DOCTORS PERSONAL VIEW:  A 2014 study by physicians affiliated with the Stanford University School of Medicine, Stanford Hospital and Clinics, and Veterans Affair Palo Alto Health Care System showed that almost 90 percent of doctors would choose to forgo aggressive treatment at the end of their own lives.   Most would want to die gently with few interventions.  So patients should also ask their doctors:  "What would you do if you had my diagnosis and prognosis?"

By asking these questions early in the course of illness, patients can empower themselves to write their own end-of-life story and have more control over their last years, months and days of life.

                                                          *****************************

I wish families would read this as well as the patients.  People's decisions will be different, depending on their age, and certainly dependent on the ages of their children.  I have seen patients opt for treatment to get to a life celebration, such as a wedding, but then discontinue treatment.  I wish that families would allow their loved one to make the decision, and then respect that decision.  End of life often brings on family conflicts that have been buried for years and should certainly not be brought up at this time.  They spend precious time fighting instead of loving.  Focus on the memories, the good times, and give yourselves that gift.

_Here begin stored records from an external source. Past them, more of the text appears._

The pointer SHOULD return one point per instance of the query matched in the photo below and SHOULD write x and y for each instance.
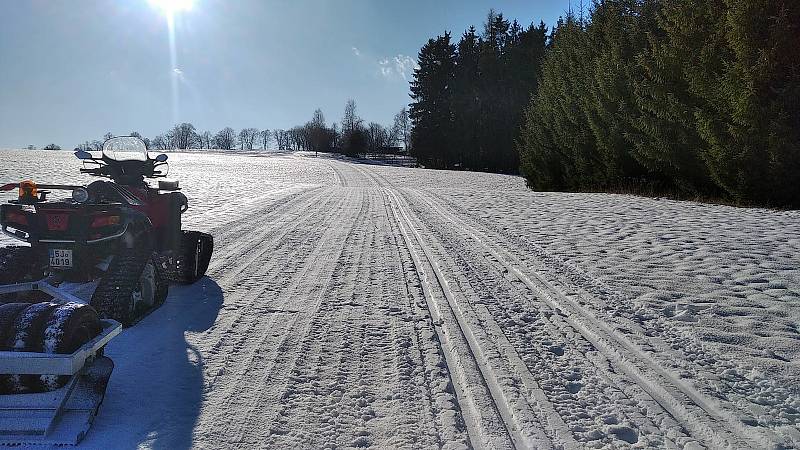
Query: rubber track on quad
(121, 279)
(182, 270)
(18, 265)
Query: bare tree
(160, 143)
(184, 135)
(401, 130)
(282, 139)
(335, 136)
(266, 137)
(204, 139)
(350, 120)
(247, 138)
(377, 137)
(225, 139)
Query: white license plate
(60, 258)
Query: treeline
(693, 98)
(353, 137)
(469, 97)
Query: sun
(170, 7)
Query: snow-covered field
(354, 305)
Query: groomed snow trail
(350, 305)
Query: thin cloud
(401, 66)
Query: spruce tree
(431, 109)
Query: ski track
(353, 306)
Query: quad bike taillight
(105, 221)
(28, 192)
(16, 218)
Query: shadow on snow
(156, 390)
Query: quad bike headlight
(80, 195)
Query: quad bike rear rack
(63, 416)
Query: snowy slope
(355, 305)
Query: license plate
(57, 222)
(60, 258)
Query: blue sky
(72, 70)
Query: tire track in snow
(762, 405)
(311, 283)
(241, 337)
(488, 414)
(706, 420)
(500, 368)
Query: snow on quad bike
(122, 238)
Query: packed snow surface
(352, 305)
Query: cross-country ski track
(353, 305)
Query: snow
(353, 305)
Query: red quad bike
(121, 239)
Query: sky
(73, 70)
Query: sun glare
(170, 7)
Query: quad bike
(120, 238)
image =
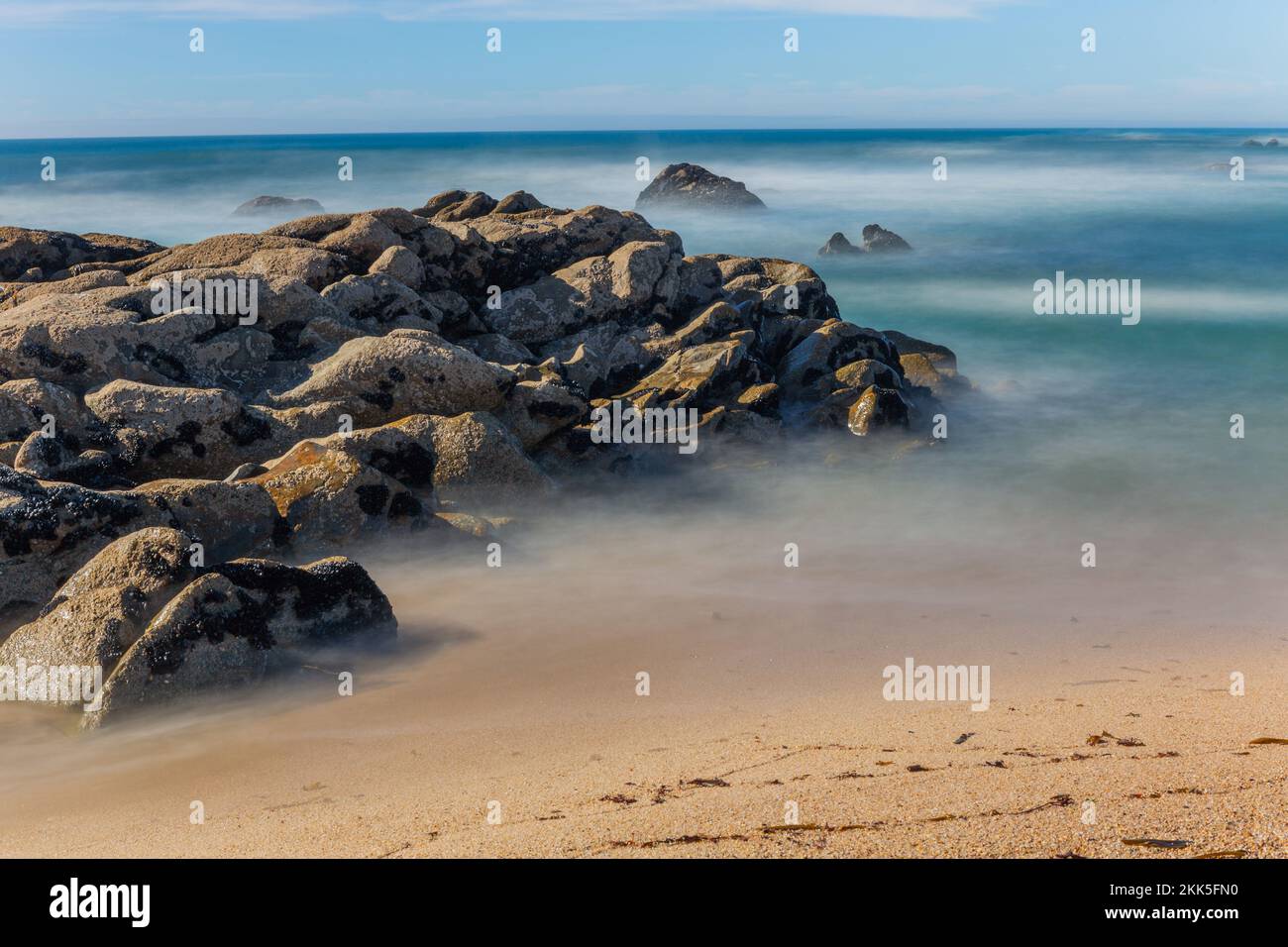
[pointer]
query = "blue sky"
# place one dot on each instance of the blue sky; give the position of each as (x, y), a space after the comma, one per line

The other day I was cleaning out a drawer.  I came across a note on an index card from Bob that he had written and put on the counter for me to read when I came home from working the night shift.  I am sure the house was spotless, as he would clean the house thoroughly before going to work.  It read:
Good Morning Betty.  I love you.  Have a good rest.  Love, Rob xxxooo

That is the man I know and love!  I am so glad he is content now, and looks like he is at peace.